The Bond framework provides a code generation tool implemented in Haskell. To generate C# and C++ code from a “.bond” schema file via the command line, you would use:

1
2
gbc c# example.bond
gbc c++ example.bond

Supported Protocols (formats)

Bond offers out-of-the-box support for three main categories of protocols:

Tagged protocols: “CompactBinary” and “FastBinary”
These protocols embed schema metadata directly into the serialized payload. This self-describing characteristic allows consumers to interpret the data even without prior knowledge of the producer’s schema.
Untagged protocols: “SimpleBinary”
Untagged protocols serialize only the data itself. Consequently, consumers must obtain the schema information through external means. This type of protocol is often favored in storage scenarios, as it allows storing the schema once (e.g., in a database table), reducing metadata overhead when dealing with numerous records sharing the same schema.
DOM-based protocols: “SimpleJson” and “SimpleXml”
DOM-based protocols parse the entire payload into an in-memory Data Object Model. Deserialization then involves querying this DOM. They are typically employed for text-based encodings like JSON or XML.

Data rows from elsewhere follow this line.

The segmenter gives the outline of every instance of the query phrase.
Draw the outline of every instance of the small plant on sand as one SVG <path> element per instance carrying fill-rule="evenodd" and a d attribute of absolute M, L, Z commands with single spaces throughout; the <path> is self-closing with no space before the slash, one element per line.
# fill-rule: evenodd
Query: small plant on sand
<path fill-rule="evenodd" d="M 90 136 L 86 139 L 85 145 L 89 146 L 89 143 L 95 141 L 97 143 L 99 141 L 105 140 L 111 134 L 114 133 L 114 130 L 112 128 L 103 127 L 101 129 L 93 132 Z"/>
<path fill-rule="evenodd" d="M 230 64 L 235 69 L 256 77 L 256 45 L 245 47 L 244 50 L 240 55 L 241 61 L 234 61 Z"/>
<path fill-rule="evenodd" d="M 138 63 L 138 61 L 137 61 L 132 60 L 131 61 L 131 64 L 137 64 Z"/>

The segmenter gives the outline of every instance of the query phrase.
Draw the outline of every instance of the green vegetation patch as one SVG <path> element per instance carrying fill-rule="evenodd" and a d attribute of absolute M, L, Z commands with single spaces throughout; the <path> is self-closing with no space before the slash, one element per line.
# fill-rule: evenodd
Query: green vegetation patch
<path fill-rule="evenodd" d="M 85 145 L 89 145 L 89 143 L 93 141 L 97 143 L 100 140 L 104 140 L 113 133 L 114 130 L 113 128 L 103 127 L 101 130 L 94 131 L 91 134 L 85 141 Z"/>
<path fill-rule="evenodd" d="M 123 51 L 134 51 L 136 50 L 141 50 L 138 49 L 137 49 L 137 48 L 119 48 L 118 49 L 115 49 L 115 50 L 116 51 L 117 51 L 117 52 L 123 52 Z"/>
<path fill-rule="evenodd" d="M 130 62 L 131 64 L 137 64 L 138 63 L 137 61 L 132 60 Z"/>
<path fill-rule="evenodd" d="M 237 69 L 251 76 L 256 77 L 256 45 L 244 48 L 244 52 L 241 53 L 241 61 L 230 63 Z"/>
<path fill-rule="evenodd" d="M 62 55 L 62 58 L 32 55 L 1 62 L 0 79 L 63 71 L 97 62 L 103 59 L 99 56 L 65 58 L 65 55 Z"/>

The Bond runtime library provides corresponding Reader and Writer classes for each protocol, handling the actual serialization and deserialization processes.

Using these protocols is straightforward, only slightly more involved than using the familiar “JsonConvert.SerializeObject()” method:

 1
 2
 3
 4
 5
 6
 7
 8
 9
10
11
12
13
var record = new MyRecord
{
    Name = "FooBar",
    Constants = { 3.14, 6.28 }
};

var output = new OutputBuffer();
var writer = new CompactBinaryWriter<OutputBuffer>(output);
Serialize.To(writer, record);

var input = new InputBuffer(output.Data);
var reader = new CompactBinaryReader<InputBuffer>(input);
record = Deserialize<Example>.From(reader);

What’s Next?

If you find Bond compelling and have spare time for coding, consider contributing to its development. While I won’t enumerate all the benefits of contributing to open-source projects, I know many developers seek opportunities to make a difference. Here are a couple of ideas:

Port Bond to Java or another mainstream programming language.
Implement schema import/export functionality to enable interoperability with other DSLs (e.g., converting between “.proto” and “.bond” files).

No matter how you choose to engage with Bond, I highly recommend reaching out to Adam Sapek beforehand. As the project lead, they can guide you toward the areas where contributions are most needed and impactful.